All of this, from the rationing of gas to a speedier conversion to electric vehicles could be done with the right leadership.
But where is that leadership? I don’t even hear opposition parties, including the NDP in Canada (the only possible exception is the Green Party) advocating rationing or any other solutions that would cut back on gas and oil consumption.
What are they afraid of – a backlash from a public that would rather go on guzzling cheap gas?
Where is the spirit of collective sacrifice our elders were willing to make in the war against Hitler?
Do we want to win this war against Putin and his bloody assault on freedom and democracy?
Here is a media release that the Ontario Green Party released this past February 25th, slamming Ontario Premier Doug Ford and his Conversvative Government for using Putin’s war on Ukraine to peddle Alberta’s tar sands and the Keystone XL pipeline –
TORONTO — Ontario Greens Leader Mike Schreiner made the following statement:
“Doug Ford thinks that opening up the Keystone XL pipeline is the way to stop the world’s dependence on oil from Russia. He’s wrong.
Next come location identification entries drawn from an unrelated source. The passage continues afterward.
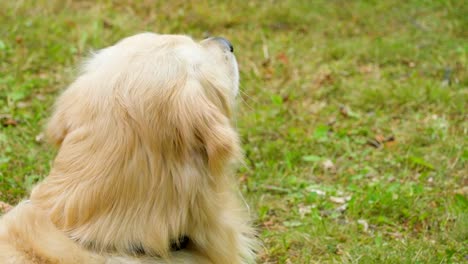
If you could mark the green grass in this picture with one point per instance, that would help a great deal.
(324, 84)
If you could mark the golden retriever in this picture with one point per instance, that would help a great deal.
(144, 169)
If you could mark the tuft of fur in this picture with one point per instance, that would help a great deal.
(146, 155)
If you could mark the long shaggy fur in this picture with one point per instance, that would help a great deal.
(146, 152)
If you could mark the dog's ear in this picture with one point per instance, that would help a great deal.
(219, 139)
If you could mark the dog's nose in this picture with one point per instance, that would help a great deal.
(225, 42)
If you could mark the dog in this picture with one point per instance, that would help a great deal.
(145, 162)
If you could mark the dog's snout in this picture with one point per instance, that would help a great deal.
(225, 42)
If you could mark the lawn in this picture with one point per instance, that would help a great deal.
(352, 116)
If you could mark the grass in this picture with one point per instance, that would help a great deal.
(353, 116)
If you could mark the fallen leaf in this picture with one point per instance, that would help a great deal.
(328, 165)
(365, 225)
(7, 121)
(283, 58)
(340, 200)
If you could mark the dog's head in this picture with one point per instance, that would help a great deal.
(168, 94)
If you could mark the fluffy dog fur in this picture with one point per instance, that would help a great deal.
(146, 149)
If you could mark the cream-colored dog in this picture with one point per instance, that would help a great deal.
(143, 172)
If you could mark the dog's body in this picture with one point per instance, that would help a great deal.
(146, 148)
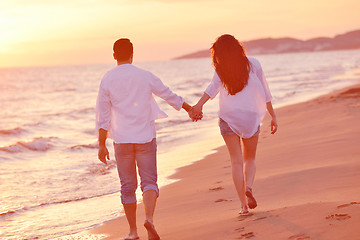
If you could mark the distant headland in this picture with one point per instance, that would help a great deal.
(349, 40)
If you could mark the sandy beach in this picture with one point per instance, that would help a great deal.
(307, 183)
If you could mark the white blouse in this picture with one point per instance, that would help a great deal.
(245, 110)
(126, 107)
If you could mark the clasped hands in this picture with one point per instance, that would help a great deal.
(195, 113)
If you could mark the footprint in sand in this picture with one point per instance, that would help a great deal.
(246, 235)
(216, 189)
(338, 216)
(240, 229)
(260, 218)
(223, 200)
(347, 204)
(300, 236)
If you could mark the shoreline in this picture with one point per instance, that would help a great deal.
(308, 170)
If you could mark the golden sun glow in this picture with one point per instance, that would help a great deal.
(43, 32)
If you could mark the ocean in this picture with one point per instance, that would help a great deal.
(52, 185)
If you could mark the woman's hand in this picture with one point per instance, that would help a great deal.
(273, 125)
(196, 112)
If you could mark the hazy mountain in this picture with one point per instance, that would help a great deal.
(349, 40)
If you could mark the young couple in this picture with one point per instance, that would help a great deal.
(127, 110)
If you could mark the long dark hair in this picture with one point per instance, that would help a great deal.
(230, 63)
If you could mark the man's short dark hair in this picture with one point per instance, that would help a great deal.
(123, 49)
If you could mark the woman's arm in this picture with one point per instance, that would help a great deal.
(271, 111)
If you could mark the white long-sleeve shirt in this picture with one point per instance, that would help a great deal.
(126, 107)
(245, 110)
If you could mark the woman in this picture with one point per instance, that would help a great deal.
(244, 99)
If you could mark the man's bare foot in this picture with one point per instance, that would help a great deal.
(133, 236)
(152, 234)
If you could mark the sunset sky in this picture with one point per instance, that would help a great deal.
(61, 32)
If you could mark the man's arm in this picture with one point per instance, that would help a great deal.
(103, 152)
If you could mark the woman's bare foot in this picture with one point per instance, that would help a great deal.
(152, 234)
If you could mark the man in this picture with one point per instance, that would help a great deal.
(127, 110)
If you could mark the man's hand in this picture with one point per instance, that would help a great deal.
(103, 154)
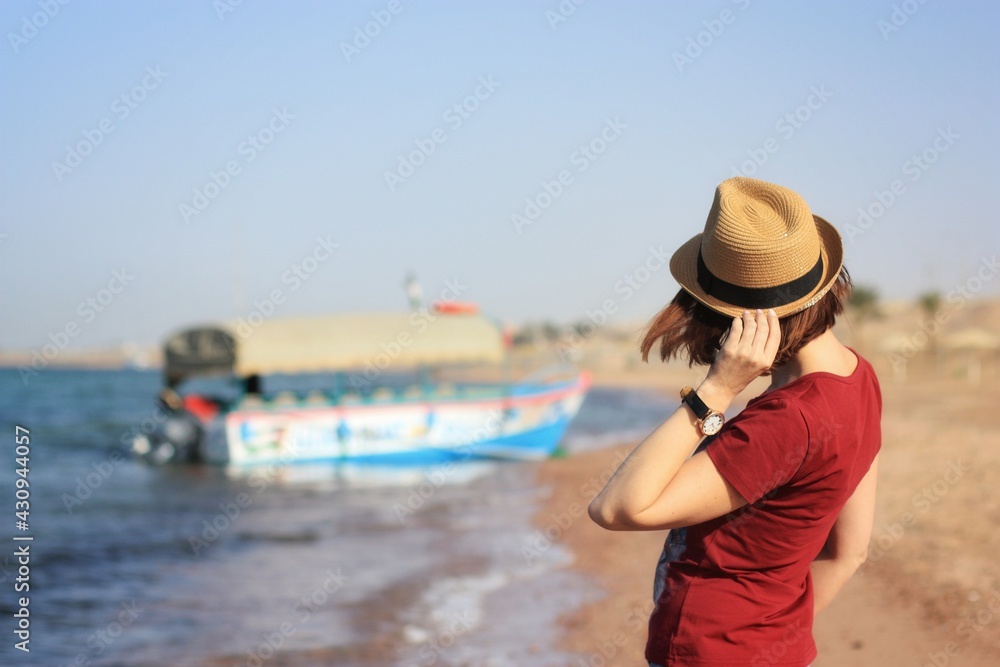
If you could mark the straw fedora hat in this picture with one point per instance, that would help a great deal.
(762, 248)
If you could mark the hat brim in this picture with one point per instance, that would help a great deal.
(684, 268)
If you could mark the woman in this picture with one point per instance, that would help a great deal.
(773, 512)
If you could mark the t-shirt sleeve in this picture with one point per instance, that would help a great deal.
(761, 448)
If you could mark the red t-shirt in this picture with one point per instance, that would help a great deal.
(738, 591)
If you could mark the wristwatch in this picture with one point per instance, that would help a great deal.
(709, 421)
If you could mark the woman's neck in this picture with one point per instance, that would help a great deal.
(824, 353)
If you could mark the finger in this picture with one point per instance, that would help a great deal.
(749, 327)
(773, 337)
(735, 331)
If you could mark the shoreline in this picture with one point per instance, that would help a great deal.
(924, 595)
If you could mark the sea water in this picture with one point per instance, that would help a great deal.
(141, 566)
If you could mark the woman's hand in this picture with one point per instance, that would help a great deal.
(747, 354)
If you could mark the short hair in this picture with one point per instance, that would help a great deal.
(687, 325)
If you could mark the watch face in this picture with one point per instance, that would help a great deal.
(712, 424)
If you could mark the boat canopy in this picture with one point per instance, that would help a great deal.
(386, 341)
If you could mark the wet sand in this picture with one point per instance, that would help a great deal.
(930, 593)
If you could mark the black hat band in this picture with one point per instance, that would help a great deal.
(759, 297)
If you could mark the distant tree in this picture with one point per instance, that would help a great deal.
(550, 331)
(523, 336)
(864, 302)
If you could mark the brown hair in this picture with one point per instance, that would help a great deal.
(688, 325)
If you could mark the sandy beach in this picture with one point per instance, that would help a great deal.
(930, 592)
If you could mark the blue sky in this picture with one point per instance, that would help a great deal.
(310, 129)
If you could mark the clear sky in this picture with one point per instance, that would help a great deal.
(119, 121)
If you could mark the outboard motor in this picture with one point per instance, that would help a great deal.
(178, 439)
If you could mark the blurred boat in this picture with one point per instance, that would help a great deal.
(358, 417)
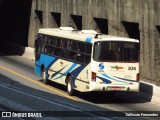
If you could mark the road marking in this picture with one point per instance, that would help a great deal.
(47, 87)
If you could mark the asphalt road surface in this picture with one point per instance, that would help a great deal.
(18, 72)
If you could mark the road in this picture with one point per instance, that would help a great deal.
(18, 72)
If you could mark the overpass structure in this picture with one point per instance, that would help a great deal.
(138, 19)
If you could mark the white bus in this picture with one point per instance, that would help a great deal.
(87, 61)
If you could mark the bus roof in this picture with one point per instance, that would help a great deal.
(83, 35)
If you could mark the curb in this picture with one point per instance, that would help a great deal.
(148, 91)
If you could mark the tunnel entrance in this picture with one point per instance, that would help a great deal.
(14, 22)
(101, 25)
(76, 22)
(132, 29)
(56, 19)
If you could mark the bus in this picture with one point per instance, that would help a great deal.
(87, 61)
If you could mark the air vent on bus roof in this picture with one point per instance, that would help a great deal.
(89, 31)
(66, 28)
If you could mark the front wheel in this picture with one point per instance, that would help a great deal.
(70, 89)
(44, 76)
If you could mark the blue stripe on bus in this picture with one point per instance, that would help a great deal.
(54, 74)
(126, 79)
(68, 71)
(105, 75)
(104, 79)
(88, 40)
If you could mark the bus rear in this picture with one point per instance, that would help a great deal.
(115, 66)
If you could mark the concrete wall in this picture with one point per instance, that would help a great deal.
(138, 19)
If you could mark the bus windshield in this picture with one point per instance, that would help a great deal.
(115, 51)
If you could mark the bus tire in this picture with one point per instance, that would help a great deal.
(70, 89)
(44, 78)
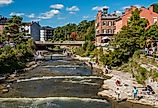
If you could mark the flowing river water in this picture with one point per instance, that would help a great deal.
(59, 83)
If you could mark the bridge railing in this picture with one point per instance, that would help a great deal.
(60, 42)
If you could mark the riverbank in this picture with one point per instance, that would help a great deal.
(8, 79)
(126, 86)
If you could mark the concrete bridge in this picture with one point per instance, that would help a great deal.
(61, 43)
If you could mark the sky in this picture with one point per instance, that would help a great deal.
(56, 13)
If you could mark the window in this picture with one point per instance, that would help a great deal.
(104, 23)
(154, 19)
(105, 31)
(110, 23)
(110, 31)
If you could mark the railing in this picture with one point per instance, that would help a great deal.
(60, 42)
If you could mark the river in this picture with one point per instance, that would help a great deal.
(59, 83)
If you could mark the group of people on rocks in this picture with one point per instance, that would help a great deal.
(136, 94)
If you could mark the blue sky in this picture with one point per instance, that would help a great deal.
(60, 12)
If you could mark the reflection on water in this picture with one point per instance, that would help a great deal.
(54, 102)
(59, 83)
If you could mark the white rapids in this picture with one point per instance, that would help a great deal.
(59, 77)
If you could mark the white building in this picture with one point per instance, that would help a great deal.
(31, 29)
(46, 33)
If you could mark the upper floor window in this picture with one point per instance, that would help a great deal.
(110, 31)
(155, 20)
(104, 22)
(110, 23)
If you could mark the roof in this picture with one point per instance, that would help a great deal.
(47, 28)
(109, 16)
(3, 20)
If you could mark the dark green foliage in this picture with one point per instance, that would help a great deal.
(152, 32)
(155, 7)
(129, 39)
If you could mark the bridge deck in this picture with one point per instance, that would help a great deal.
(60, 43)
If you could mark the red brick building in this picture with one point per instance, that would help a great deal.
(147, 13)
(105, 26)
(3, 21)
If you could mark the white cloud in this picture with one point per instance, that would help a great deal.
(118, 13)
(85, 17)
(125, 7)
(99, 7)
(49, 14)
(31, 15)
(57, 6)
(73, 9)
(17, 14)
(5, 2)
(72, 12)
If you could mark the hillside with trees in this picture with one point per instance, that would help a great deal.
(85, 30)
(16, 50)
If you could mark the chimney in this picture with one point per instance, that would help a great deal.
(151, 8)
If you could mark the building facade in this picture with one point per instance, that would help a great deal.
(147, 13)
(46, 33)
(3, 21)
(105, 27)
(35, 31)
(31, 30)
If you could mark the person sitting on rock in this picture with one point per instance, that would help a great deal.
(118, 82)
(118, 93)
(135, 92)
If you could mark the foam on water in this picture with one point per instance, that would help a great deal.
(47, 99)
(59, 77)
(53, 102)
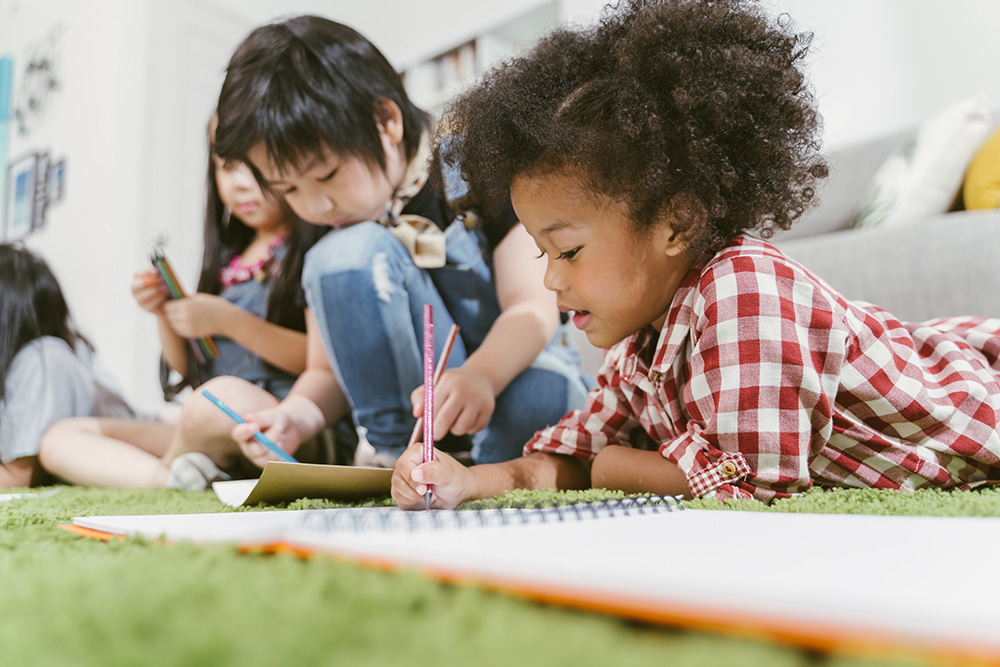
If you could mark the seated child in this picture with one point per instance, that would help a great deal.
(248, 300)
(325, 120)
(638, 154)
(47, 369)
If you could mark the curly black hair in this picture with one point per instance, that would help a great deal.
(662, 100)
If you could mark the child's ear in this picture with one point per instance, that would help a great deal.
(389, 120)
(686, 217)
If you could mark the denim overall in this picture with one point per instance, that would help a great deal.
(367, 297)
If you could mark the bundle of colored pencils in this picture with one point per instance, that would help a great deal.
(203, 348)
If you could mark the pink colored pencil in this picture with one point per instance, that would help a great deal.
(442, 362)
(428, 394)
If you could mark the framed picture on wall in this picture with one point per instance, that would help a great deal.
(20, 213)
(57, 182)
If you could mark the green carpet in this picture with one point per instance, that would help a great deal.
(68, 600)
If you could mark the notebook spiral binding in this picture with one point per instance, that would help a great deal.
(384, 519)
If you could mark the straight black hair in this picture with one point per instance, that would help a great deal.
(32, 305)
(225, 237)
(307, 84)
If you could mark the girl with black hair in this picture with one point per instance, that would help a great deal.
(325, 121)
(249, 301)
(47, 369)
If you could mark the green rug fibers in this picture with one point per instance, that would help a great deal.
(68, 600)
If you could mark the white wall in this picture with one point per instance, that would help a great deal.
(141, 77)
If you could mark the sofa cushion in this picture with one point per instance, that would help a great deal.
(981, 188)
(924, 174)
(940, 265)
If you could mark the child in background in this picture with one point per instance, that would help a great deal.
(637, 155)
(249, 301)
(47, 369)
(325, 121)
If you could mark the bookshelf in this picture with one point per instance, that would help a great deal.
(434, 79)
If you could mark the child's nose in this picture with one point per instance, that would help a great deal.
(553, 280)
(320, 206)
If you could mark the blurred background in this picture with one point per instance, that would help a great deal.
(104, 105)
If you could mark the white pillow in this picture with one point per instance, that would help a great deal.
(923, 175)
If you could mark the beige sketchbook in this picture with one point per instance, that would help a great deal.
(283, 482)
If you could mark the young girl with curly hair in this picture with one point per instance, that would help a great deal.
(638, 154)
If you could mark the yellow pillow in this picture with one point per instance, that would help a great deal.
(982, 181)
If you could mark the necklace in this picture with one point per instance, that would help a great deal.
(237, 272)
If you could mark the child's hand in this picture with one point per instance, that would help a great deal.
(276, 425)
(463, 402)
(149, 290)
(452, 481)
(198, 315)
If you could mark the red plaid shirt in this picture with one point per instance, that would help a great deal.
(766, 381)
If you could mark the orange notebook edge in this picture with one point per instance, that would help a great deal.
(810, 635)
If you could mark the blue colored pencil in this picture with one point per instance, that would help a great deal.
(258, 436)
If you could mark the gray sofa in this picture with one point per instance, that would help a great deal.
(945, 264)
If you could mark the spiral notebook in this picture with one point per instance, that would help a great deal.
(920, 585)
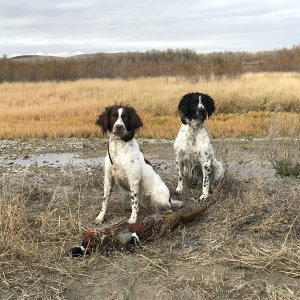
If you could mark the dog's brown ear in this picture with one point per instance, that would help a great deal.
(183, 107)
(103, 120)
(135, 120)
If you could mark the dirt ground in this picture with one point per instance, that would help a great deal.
(245, 246)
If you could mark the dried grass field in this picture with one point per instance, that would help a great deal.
(254, 105)
(245, 246)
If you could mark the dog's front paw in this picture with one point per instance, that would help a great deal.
(203, 197)
(99, 219)
(179, 189)
(132, 219)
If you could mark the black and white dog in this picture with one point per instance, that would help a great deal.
(125, 163)
(194, 154)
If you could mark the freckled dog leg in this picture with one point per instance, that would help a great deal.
(206, 170)
(179, 176)
(134, 196)
(108, 184)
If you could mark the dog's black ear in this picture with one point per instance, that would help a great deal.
(208, 103)
(135, 120)
(103, 120)
(183, 107)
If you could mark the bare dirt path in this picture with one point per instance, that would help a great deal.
(246, 245)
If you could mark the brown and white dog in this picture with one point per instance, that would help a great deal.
(125, 163)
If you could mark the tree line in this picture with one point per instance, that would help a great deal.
(127, 65)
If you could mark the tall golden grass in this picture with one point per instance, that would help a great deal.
(252, 106)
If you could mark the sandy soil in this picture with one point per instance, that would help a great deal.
(195, 262)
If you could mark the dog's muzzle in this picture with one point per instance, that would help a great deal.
(119, 129)
(201, 112)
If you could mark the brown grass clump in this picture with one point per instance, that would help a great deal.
(250, 106)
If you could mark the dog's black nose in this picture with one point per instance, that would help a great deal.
(119, 127)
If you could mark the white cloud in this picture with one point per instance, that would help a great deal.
(63, 26)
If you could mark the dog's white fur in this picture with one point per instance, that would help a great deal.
(194, 153)
(127, 167)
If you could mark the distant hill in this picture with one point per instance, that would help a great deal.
(151, 63)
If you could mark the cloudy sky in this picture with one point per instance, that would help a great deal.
(65, 27)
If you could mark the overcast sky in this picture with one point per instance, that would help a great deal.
(64, 27)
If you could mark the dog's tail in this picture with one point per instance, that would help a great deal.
(176, 203)
(218, 171)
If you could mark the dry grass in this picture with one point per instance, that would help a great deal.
(253, 105)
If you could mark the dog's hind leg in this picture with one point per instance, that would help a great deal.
(179, 175)
(108, 184)
(206, 170)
A harsh unified response to Russian aggression is absolutely necessary, but opening more expensive pipelines and polluting the air, as Doug Ford proposes, is not the answer.
We need to get the destabilizing influence of big oil from places like Russia out of our lives. And the best way to do this is by investing in cleaner, cheaper forms of energy like renewables and by electrifying transportation and heating.
Getting off oil and gas will make Ontario far more self-sufficient, secure and prosperous.
It’s time to get big oil out of our wallets.”